PIA’s managers and pilots had contributed crucially to the establishment of most of the Middle Eastern national airlines, which today are counted among some of the best in the world. And during the period when it was being managed by the late Air Marshal Nur Khan and then Air Marshal Asghar Khan, PIA was literally a company of ‘Great people to fly with’. Even today it provides the only link between the national mainstream and the remote corners of the country as far away as the four corners of Balochistan and the Northern Areas.
Of course, not everything of social value would be profitable and not everything that is profitable would be of social value. And to quote from an article, “Why governments should not be run like a business”, by John T Harvey in Leadership, a Forbes publication: “Reality TV, fashion shows and sports are all of questionable social value, but each is quite profitable and exists in the private sector. Meanwhile, few would argue that the Army, Navy, Air Force, Marine Corps, Coast Guard, police department, fire department, libraries, parks and public schools are of no social value, and yet, they could not exist if they were required to be profitable.”

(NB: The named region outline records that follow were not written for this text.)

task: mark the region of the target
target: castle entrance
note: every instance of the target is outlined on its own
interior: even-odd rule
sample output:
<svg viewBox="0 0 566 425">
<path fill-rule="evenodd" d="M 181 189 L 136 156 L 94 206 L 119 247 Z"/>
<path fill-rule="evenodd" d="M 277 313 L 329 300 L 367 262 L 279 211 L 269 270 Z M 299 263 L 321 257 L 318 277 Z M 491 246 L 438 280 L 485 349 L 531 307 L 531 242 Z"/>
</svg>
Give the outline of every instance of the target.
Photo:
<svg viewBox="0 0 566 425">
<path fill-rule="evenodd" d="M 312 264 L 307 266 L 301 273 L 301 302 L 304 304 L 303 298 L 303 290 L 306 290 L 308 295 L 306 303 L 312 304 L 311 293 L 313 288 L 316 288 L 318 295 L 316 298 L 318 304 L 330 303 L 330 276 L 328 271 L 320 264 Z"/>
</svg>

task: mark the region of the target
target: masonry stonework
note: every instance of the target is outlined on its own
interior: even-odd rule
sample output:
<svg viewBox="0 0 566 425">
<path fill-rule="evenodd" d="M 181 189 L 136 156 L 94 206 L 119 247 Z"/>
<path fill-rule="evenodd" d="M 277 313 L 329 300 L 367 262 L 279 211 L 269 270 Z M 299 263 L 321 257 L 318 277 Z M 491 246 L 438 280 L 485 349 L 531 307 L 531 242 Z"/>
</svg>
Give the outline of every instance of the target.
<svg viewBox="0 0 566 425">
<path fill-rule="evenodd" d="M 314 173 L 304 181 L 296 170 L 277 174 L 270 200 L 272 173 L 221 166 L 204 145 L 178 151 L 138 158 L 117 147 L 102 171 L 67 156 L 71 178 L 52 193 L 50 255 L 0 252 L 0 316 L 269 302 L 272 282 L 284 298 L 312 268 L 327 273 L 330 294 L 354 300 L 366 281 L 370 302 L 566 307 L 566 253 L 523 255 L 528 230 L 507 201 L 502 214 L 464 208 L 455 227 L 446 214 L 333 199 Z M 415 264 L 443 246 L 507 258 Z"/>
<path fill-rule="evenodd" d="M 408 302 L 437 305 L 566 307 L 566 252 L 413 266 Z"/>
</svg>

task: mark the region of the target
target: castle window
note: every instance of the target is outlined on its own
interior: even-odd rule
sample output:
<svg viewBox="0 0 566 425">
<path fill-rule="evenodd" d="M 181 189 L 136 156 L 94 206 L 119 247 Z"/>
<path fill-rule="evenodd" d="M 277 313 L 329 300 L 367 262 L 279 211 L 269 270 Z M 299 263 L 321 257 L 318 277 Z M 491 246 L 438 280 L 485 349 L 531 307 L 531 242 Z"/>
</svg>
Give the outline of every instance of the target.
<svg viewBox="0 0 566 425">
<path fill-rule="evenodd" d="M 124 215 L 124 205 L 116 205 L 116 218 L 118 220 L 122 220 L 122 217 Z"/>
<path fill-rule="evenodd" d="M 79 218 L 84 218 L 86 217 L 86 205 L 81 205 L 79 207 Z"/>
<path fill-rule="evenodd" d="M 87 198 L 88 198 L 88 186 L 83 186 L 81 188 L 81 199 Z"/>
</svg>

A government has no business doing business. Sounds logical. But it is only a business-minded government, which can make a distinction between an enterprise that yields profits of immense social value and those that yield purely financial profits. Take for instance, the Pakistan Steel Mills. No matter how you run it, at the production capacity of 1.1 million metric tonnes, it can never be financially profitable even if you cut its fat to bare bones. Its social value is too dubious to merit any consideration. So sell it as it is even if it fetches only one dollar (the land in its possession should, however, be sold at market price) because every passing day would only add to its losses and increase the burden on the national budget.

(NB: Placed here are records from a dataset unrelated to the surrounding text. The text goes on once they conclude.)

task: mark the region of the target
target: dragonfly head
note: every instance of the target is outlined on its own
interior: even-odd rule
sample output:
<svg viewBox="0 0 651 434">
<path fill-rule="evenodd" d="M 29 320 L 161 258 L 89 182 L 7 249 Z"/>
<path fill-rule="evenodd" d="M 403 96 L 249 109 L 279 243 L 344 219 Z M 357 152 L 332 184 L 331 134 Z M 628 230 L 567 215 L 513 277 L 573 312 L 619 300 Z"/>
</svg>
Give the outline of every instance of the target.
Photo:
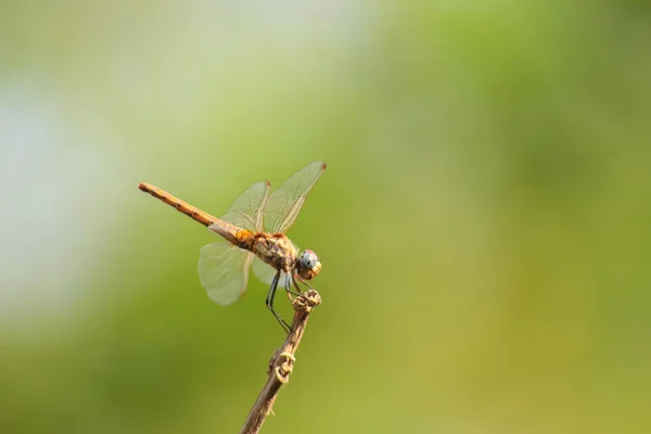
<svg viewBox="0 0 651 434">
<path fill-rule="evenodd" d="M 303 254 L 296 260 L 296 272 L 303 279 L 309 280 L 321 271 L 321 263 L 317 254 L 310 250 L 303 251 Z"/>
</svg>

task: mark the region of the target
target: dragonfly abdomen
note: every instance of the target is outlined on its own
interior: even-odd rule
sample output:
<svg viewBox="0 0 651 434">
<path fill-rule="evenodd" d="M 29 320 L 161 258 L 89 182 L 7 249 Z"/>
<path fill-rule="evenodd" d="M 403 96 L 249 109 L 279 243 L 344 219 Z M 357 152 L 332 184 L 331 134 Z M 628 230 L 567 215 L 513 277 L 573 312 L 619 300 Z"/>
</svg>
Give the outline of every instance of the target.
<svg viewBox="0 0 651 434">
<path fill-rule="evenodd" d="M 138 184 L 138 188 L 144 191 L 145 193 L 150 193 L 152 196 L 159 199 L 167 205 L 174 206 L 177 210 L 183 213 L 193 220 L 199 221 L 203 226 L 210 226 L 219 220 L 217 217 L 214 217 L 199 208 L 195 208 L 194 206 L 181 201 L 178 197 L 173 196 L 168 192 L 161 190 L 159 188 L 152 186 L 151 183 L 140 182 Z"/>
</svg>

However, this will never be true for PIA, Pakistan Railways, power-generation entities, Oil and Gas Development Company Limited, Pakistan State Oil, utility stores, National Bank of Pakistan, Civil Aviation Authority, Pakistan National Shipping Corporation, Karachi Port Trust and Port Qasim, etc. In rich countries perhaps, these entities would be better off in the private sector. But in poor countries like Pakistan, these entities have as much social value as the armed forces, security agencies, libraries, parks, public schools and public health institutions.

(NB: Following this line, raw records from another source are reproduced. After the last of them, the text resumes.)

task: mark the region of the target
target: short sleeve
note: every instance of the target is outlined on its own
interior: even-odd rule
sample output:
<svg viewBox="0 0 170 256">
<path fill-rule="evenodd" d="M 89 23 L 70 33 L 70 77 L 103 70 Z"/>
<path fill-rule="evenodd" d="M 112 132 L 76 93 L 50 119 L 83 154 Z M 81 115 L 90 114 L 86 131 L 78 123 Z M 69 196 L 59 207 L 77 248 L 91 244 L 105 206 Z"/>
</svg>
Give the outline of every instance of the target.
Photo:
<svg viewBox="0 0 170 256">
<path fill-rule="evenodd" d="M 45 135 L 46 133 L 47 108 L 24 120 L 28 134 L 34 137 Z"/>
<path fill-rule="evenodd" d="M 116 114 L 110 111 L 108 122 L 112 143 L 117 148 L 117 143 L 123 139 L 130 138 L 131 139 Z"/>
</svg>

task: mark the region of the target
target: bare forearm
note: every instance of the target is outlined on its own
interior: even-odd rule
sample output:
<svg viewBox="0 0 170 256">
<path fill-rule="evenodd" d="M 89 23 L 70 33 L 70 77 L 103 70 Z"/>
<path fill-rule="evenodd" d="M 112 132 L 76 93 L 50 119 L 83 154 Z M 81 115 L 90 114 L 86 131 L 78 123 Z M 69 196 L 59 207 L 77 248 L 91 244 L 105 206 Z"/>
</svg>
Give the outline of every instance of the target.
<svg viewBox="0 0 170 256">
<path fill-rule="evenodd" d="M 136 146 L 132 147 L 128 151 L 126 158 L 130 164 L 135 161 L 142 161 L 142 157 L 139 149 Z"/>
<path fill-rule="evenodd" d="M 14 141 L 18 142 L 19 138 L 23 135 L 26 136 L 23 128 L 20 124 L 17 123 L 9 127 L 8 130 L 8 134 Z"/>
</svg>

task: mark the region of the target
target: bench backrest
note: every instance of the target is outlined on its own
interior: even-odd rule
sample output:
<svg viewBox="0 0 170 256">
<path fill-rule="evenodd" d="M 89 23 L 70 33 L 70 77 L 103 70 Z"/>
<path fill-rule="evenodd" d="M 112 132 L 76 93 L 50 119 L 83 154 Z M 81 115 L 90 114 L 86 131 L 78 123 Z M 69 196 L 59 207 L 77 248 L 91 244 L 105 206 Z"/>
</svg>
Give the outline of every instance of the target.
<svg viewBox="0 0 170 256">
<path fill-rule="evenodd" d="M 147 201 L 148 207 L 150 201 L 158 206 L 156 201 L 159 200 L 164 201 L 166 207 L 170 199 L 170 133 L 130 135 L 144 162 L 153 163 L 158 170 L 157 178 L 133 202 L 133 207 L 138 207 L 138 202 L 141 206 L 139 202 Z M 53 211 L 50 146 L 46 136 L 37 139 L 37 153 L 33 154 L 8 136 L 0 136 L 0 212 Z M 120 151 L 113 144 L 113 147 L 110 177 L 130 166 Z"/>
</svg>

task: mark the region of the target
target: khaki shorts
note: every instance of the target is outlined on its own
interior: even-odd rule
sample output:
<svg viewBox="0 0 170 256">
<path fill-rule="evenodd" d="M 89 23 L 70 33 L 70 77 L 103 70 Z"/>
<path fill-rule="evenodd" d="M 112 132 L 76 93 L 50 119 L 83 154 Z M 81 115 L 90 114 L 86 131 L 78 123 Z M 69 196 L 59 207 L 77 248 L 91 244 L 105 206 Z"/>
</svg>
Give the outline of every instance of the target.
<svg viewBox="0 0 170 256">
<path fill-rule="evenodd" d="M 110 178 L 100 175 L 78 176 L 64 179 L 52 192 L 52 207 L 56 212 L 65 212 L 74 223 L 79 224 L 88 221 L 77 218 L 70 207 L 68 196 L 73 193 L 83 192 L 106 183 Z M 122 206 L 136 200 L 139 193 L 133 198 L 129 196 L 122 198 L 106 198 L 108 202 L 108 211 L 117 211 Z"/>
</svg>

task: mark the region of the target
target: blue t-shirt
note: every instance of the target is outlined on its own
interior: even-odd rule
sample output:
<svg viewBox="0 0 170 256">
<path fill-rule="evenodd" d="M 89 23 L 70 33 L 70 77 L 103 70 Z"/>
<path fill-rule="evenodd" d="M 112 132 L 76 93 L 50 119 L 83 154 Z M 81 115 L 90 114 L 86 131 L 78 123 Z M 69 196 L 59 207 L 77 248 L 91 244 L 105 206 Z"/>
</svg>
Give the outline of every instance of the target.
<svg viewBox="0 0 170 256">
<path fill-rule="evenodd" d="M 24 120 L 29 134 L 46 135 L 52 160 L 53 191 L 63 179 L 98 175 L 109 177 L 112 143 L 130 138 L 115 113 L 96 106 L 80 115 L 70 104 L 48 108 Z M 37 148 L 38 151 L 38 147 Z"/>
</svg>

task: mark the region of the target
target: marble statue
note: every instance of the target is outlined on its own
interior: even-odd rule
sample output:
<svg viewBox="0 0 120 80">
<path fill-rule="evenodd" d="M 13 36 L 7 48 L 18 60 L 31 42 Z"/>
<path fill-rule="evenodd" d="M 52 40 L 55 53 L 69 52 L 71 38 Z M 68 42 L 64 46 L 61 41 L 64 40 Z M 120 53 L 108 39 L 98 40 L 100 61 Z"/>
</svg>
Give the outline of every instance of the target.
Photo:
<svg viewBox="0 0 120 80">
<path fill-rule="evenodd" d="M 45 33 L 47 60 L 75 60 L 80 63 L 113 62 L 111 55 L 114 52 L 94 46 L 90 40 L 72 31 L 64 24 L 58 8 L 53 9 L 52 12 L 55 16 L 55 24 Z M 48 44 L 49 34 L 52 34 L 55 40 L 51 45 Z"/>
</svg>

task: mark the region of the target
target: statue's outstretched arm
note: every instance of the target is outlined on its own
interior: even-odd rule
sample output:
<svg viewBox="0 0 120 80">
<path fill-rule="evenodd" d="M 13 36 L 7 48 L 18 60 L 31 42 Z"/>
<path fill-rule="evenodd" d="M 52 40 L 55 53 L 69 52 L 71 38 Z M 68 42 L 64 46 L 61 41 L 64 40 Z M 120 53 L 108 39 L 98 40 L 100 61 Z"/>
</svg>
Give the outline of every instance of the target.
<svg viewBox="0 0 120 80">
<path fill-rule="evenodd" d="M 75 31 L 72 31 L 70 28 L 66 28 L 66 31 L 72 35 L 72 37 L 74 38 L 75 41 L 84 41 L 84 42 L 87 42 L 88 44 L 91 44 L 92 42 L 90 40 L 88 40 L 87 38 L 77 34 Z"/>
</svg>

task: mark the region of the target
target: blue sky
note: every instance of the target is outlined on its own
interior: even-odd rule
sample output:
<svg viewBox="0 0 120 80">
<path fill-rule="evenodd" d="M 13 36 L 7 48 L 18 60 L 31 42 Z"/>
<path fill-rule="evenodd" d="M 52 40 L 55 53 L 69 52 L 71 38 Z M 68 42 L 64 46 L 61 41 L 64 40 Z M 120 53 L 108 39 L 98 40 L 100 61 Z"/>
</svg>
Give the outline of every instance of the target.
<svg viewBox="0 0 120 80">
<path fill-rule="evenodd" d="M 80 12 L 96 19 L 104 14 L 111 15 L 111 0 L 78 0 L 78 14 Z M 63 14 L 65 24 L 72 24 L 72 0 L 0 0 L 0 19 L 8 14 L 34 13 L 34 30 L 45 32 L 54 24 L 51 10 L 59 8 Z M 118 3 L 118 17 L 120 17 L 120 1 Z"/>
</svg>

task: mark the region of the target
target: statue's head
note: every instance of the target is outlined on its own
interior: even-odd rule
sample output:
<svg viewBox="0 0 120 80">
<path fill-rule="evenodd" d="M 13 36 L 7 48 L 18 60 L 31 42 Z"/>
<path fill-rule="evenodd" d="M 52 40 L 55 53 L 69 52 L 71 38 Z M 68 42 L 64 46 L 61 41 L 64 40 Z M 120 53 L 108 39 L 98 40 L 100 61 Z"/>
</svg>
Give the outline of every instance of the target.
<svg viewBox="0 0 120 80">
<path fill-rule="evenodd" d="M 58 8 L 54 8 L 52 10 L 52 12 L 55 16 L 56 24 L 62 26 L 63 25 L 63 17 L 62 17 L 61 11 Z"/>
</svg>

A government without business know-how would hardly be able to maximise social benefits of a public sector entity at a minimum financial cost. In most developed societies, this is done by establishing legally sound, autonomous statutory regulatory mechanisms. And even after such mechanisms are developed, air, road and rail transport, energy-related units, public schools and public health institutions, at least up to primary levels, would need to be kept under government control, no matter how much the cost.
A big chunk of unnecessary financial losses that these public-sector entities of social value are incurring currently can be eliminated by cutting down on waste and replacing inefficient managements with efficient ones. Also, their burden on the budget could be significantly eased if the government were to collect the taxes that are due to it from all its citizens who earn taxable incomes. Only a business-minded government would know the importance of enforcing tax laws, strictly across the board without exception and exemption.
Using an outdated colonial law to suppress a democratically legitimate right of protest by the PIA employees that has already cost a number of valuable lives needs to be condemned in the strongest of terms. Pakistan would do well to learn from the way its economically more advanced neighbour, India, has been handling such situations rather than put all its eggs in the IMF’s one-size-fits-all formula of austerity that has only increased its dependence on dole.
Published in The Express Tribune, February 5th, 2016.